Why Is My Stoma Bleeding and What Should I Do?

Bleeding from a stoma is a common concern for people living with an ostomy. The stoma is a surgically created opening on the abdomen, bringing the end of the intestinal or urinary tract through the abdominal wall. This tissue is highly vascular, similar to the lining inside the mouth, meaning it has a rich supply of blood vessels close to the surface. Because of this, minor contact or friction can easily cause slight bleeding or spotting. While a small amount of blood is often benign, any bleeding should be examined to determine its source and extent.

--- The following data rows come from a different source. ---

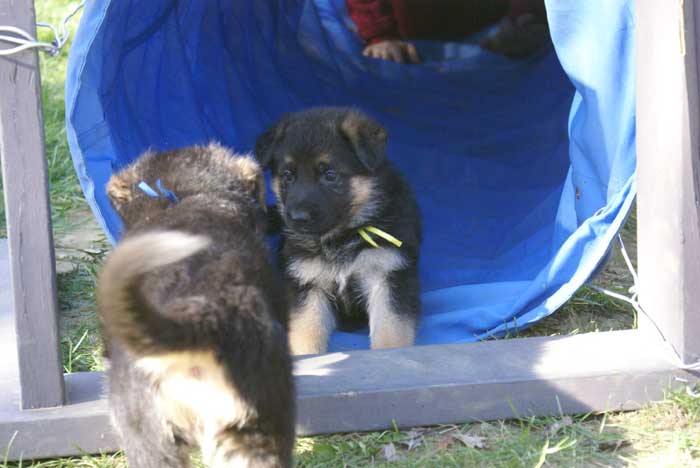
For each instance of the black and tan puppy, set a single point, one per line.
(338, 197)
(192, 316)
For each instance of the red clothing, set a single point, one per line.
(379, 20)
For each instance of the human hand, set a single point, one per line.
(394, 50)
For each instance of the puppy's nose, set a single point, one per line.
(299, 216)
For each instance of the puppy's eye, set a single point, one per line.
(287, 176)
(330, 175)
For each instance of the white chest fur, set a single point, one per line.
(370, 264)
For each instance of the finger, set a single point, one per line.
(396, 56)
(412, 54)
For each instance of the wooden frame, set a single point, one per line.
(373, 390)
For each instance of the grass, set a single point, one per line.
(666, 433)
(65, 194)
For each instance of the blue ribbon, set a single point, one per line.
(148, 190)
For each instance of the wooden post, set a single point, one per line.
(32, 268)
(668, 151)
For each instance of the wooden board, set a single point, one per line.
(372, 390)
(28, 218)
(668, 153)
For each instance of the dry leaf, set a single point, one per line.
(471, 441)
(389, 452)
(445, 442)
(414, 440)
(556, 426)
(613, 445)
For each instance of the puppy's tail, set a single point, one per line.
(125, 314)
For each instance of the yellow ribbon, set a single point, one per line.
(384, 235)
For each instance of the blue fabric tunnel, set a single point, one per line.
(524, 169)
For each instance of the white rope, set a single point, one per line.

Identifying Common Causes of Stoma Bleeding

The most frequent cause of blood appearing on or around the stoma is mechanical irritation. The stoma tissue’s delicate mucosal lining can bleed from simple contact, such as during routine cleaning or changing the pouching system. This minor spotting is generally not serious and often stops quickly.

Friction caused by the ostomy appliance is another common source of bleeding. If the opening in the skin barrier is cut too small, it can rub against the stoma, causing abrasions and light bleeding at the edges. Conversely, an opening that is too large allows output to leak onto the surrounding skin, causing irritation that may also lead to bleeding.

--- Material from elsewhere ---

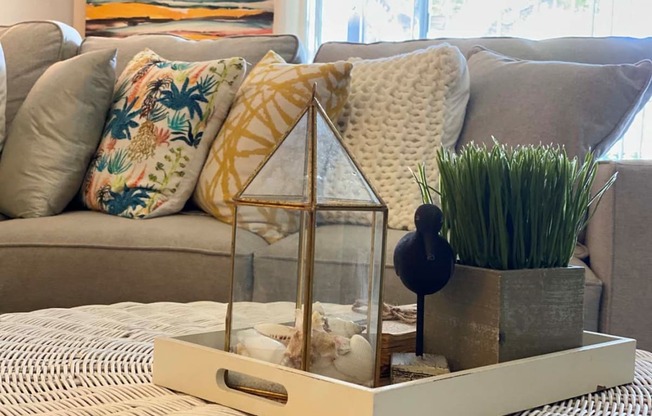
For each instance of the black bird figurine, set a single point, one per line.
(424, 260)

Small, red, raised growths known as granulomas can also cause bleeding. These benign tissue overgrowths usually form where the stoma meets the skin, often in response to friction or chronic irritation from effluent contact. Granulomas are fragile and may bleed easily when touched or during pouch changes. Finally, systemic factors, such as the use of blood-thinning medications like aspirin or warfarin, can increase the likelihood of minor bleeding.

Immediate Steps for Managing Minor Bleeding

When minor bleeding occurs, first assess the amount and precise location of the blood. Minor bleeding is defined as spotting or light oozing, usually originating from the stoma edges or surrounding skin, and is manageable at home. Gently clean the area using warm water and a soft cloth, avoiding harsh soaps or vigorous scrubbing.

Apply gentle, direct pressure to the bleeding site using a soft, dry compress, such as gauze or a clean wipe. Maintain this light pressure continuously for five to ten minutes without lifting the compress to check the site. This sustained pressure is often sufficient to constrict the small blood vessels and stop the superficial bleeding.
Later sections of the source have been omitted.